Comme le dit Nichol: «Si vous avez besoin d’un coup de main, demandez aux personnes qui se soucient vraiment de vous.»
Et les gens qui se soucient vraiment sont les millions de Kiwis là-bas. Nichol a été inondé de voix disant «ne laissez pas cela arriver». L’offre publique est une alternative viable. Les Packers de Green Bay sont une société publique à but non lucratif. Et devine quoi? Ils sont restés à Green Bay pendant plus d’un siècle en dépit d’être le plus petit marché du sport professionnel américain. Alors oui, il existe un modèle fonctionnel.

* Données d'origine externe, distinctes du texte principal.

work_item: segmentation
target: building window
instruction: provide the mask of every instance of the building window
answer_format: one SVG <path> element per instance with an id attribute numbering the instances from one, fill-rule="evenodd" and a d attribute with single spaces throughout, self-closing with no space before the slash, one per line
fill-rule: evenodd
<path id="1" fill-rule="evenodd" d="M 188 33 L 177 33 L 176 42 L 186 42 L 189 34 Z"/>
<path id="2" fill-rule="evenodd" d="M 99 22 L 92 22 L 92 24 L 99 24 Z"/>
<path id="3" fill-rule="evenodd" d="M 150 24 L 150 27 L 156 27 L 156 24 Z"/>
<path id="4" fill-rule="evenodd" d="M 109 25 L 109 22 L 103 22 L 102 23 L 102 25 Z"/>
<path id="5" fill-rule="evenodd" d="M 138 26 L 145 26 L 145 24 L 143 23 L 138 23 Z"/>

Alors ne laissez pas NZR passer cet accord. Nichol pense que cette décision est encore plus importante que celles prises lorsque le rugby est devenu professionnel. Kirk dit: «Si l’accord de Silver Lake est conclu, les gens diront dans 5 à 10 ans:« Pourquoi diable avons-nous vendu 12,5% de l’entreprise? »
Et il n’y a vraiment pas de bonne réponse à cela. C’est une trahison. Et que se passe-t-il lorsque cet argent est parti? Vendez-vous encore 12,5 pour cent de l’entreprise. Ce n’est tout simplement pas durable. Alors merci le ciel pour les joueurs. Plus de pouvoir pour eux. Au moins, certains rugbymen ont un peu de vision.